Proudly Serving the Community of
Sun City in Huntley
 

Friend, mentor, community leader remembered

By Chris La Pelusa

Jim with his granddaughter Robin from Los Almos, NM. (Photos provided by Pamela Roberts)

Jim with his granddaughter Robin from Los Almos, NM. (Photos provided by Pamela Roberts)

When I learned that Jim Roberts passed away, it was like a scene from 23 years ago. I was in my parents’ kitchen, talking to my mother while digging around their refrigerator for a rod of string cheese. My mother was on the phone with my father doing the thing that women do so well: swinging two conversations at once (me here, him there). There we all were, my father on his way home from work, me standing in front of her saying, “Mom, can I have this?” and my mom in the middle of it all. Such is the way of family, no? And such is the circumstance we most often find ourselves in when news of any sort enters our lives.

Jim puts the finishing touches on a wooden toy he made with the Woodchucks.

Jim puts the finishing touches on a wooden toy he made with the Woodchucks.

The reason I started with this story is simple. I think Jim would have appreciated it; a family simply being a family in the most ordinary of ways.

This edition of the Sun Day is dedicated to and in memory of James “Jim” L. Roberts because he was a unanimous friend, a local mentor known for his good council, and a community leader. But rather than going the normal route and covering Jim’s passing with a feature story, I wanted to focus more on his life and what he meant to his friends, community, and peers in their own words. On the pages that follow, you will find just this: letters written by some of Jim’s relations within the Sun City Community.

When I consider the many things that Jim was in life, a caring family man, a dear friend, the Community’s Governing Board President, a former Woodchucks’ President and constant member, and the former head of the Boy Scouts of America, among so many others, I see one underlying theme: he was a man of establishment, or, more actually, he was an establisher, which, if I were in a position to bestow honor on anyone (something I feel I am not qualified to do by any stretch), it would be the highest honor I could give because anyone who helps someone or something stand on its own is a fine person indeed. Fish for a man, and he will eat for a day. Teach a man to fish, and he will eat for a lifetime, so the proverb goes. This is what Jim did for my wife and me.

At the Celebration of Life held in memory of Jim at Drendel Ballroom a few weeks ago, Sun City Community Association Executive Director Bill Pennock said that Jim’s prints were left all over this community. As this is true for the community, it is also true for the Sun Day.

Not long after I got the idea for the Sun Day, I proposed the idea to Jim. This being a free enterprise, I knew I could just start the paper, and one day it would appear in your mailboxes without anyone’s blessing. But that’s not the way I do things. With my own family living in the community, I wanted to make right by the people who lived here, and if there was one person to ask about the paper’s viability in Sun City, it was Jim. I had known Jim for a few years by this point—first through my father (who was a close friend of Jim’s) and then through my own relations—and knew that as the Governing Board President, he would provide me with the best possible council, of which I held in high enough esteem that if Jim were to have said starting the paper in Sun City was not a good idea, I wouldn’t have.

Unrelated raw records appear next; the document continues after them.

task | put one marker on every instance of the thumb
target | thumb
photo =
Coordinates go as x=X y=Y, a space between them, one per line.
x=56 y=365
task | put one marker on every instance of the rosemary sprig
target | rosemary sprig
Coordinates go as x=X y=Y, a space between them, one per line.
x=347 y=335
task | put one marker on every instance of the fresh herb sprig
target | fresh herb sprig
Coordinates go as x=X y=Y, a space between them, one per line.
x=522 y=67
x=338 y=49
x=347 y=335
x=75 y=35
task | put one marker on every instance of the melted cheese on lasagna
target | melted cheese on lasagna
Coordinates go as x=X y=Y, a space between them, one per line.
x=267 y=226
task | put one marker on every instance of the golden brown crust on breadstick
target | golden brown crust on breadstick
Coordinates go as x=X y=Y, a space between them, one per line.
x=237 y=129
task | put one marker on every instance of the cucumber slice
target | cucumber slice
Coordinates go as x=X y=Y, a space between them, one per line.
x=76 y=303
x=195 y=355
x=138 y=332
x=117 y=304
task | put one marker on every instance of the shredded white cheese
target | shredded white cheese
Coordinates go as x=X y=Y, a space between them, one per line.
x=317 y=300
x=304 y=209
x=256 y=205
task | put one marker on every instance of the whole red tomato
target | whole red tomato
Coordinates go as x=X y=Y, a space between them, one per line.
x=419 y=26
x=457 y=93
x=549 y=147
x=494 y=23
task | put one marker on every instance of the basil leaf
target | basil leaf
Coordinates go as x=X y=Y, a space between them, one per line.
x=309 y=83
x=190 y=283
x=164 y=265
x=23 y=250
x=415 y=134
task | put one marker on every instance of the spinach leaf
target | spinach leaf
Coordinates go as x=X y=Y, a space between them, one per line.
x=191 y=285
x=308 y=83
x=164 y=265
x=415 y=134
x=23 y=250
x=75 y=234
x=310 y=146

I first proposed the idea to Jim over the phone, and he immediately had a position: The paper was a good idea, but there were things to consider to do it right. When we met for lunch a week later to discuss the idea in detail, Jim came with a list of notes (which I still have in a file labeled SUN DAY PRELIM). This list of notes became my roadmap of sorts, which I followed to the T. It detailed the pros and cons of a newspaper in Sun City, working relations with previous newspapers dedicated to the community, a list of people who should be notified (in order), among several other key points that would ensure the paper would be successful and, most important, beneficial. What I must stress about Jim’s notes and all his council he provided was that first and foremost on his mind was the community and exactly how the Sun Day could benefit it.

On a personal level, through providing that early council, Jim helped establish a better life for my wife and me. He helped us achieve an opportunity. Until the Sun Day, things were rough. They still are, but we’re on the road to something better. Whether that will ultimately come directly through the Sun Day, I don’t know, but I’m happy to say that Jim laid one of the first stones.